That's just not true. Microsoft forced neither Mozilla nor Google to implement this standard. No one was forced to do anything, it just seemed like a sensible idea and caught on.
This is why I keep pushing back when you say "standard". It isn't. It's not standardised and it's not even de facto.
Again, I need to point out that it doesn't need to be an ISO standard to be considered an informal standard. Informal standards are created organically, not intentionally.
> just passing the buck
Lol no. It's called not repeating work. It's a core tenant of the open software community. Don't do someone else's work if you don't have to. Why should each single program onboard the user to a directory which is informally standard on most popular operating systems? It's not passing the buck, it's being DRY.
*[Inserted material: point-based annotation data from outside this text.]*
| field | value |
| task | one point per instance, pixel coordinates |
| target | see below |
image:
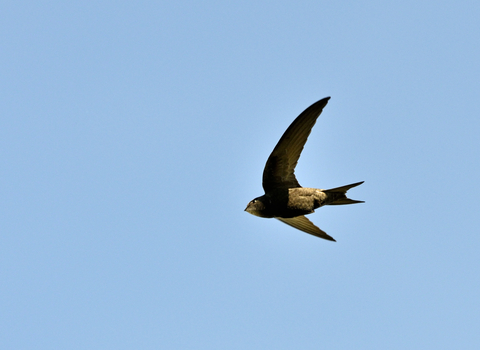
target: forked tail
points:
(338, 195)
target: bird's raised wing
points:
(305, 225)
(279, 170)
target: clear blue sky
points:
(133, 134)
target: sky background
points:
(133, 135)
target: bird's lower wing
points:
(305, 225)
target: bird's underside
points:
(284, 198)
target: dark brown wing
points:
(305, 225)
(279, 170)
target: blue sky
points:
(133, 134)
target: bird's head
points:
(257, 207)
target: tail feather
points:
(338, 195)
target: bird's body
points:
(284, 198)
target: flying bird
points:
(284, 198)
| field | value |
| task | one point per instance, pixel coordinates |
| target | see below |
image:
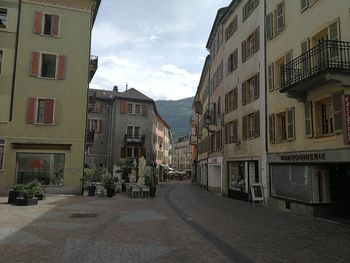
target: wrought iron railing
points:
(327, 56)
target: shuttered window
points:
(40, 110)
(47, 24)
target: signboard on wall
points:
(347, 119)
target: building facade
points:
(44, 78)
(308, 99)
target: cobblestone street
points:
(184, 223)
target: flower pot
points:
(21, 201)
(91, 190)
(110, 192)
(152, 191)
(13, 194)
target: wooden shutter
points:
(304, 4)
(123, 107)
(31, 106)
(337, 104)
(144, 110)
(34, 64)
(256, 86)
(270, 77)
(244, 50)
(257, 124)
(122, 152)
(269, 26)
(244, 127)
(244, 84)
(61, 67)
(272, 128)
(290, 124)
(38, 18)
(55, 26)
(256, 39)
(49, 110)
(308, 119)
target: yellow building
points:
(44, 76)
(308, 105)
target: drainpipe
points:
(15, 60)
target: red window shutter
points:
(257, 124)
(38, 18)
(34, 64)
(48, 115)
(55, 27)
(244, 126)
(256, 38)
(123, 152)
(61, 66)
(244, 93)
(31, 104)
(123, 107)
(101, 106)
(244, 50)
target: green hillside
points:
(177, 114)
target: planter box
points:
(20, 201)
(12, 196)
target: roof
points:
(133, 94)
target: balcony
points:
(93, 66)
(134, 141)
(90, 137)
(326, 62)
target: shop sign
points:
(347, 118)
(302, 157)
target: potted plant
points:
(108, 183)
(16, 191)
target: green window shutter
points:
(290, 124)
(308, 119)
(337, 104)
(272, 128)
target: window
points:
(47, 24)
(232, 61)
(2, 153)
(1, 58)
(40, 110)
(281, 126)
(250, 90)
(251, 45)
(231, 29)
(47, 65)
(328, 116)
(275, 21)
(95, 125)
(251, 125)
(231, 100)
(48, 169)
(248, 8)
(3, 17)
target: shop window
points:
(48, 169)
(2, 153)
(3, 17)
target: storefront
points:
(215, 174)
(313, 183)
(241, 175)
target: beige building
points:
(308, 105)
(44, 76)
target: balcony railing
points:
(327, 56)
(90, 136)
(93, 66)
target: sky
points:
(155, 46)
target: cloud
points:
(159, 82)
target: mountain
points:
(177, 114)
> You wouldn't blame the oven for cooking a bad meal if someone misread the instructions in a cook book.
Bad analogy. The cookbook doesn't offer instructions on how to use your oven. The oven manual does. If you use an oven without reading the oven manual and expect to learn every safety tip from a random cookbook or internet recipe, then you're not operating your oven correctly. At least a computer won't explode on you.
> you are just reiterating the argument I opened this tangent with.
Only if you strawman me.
This isn't a chance for either of us to come out superior. This is just a conversation about UX. So put the compulsive need to batter down every point I make on ice and look at things for what they are.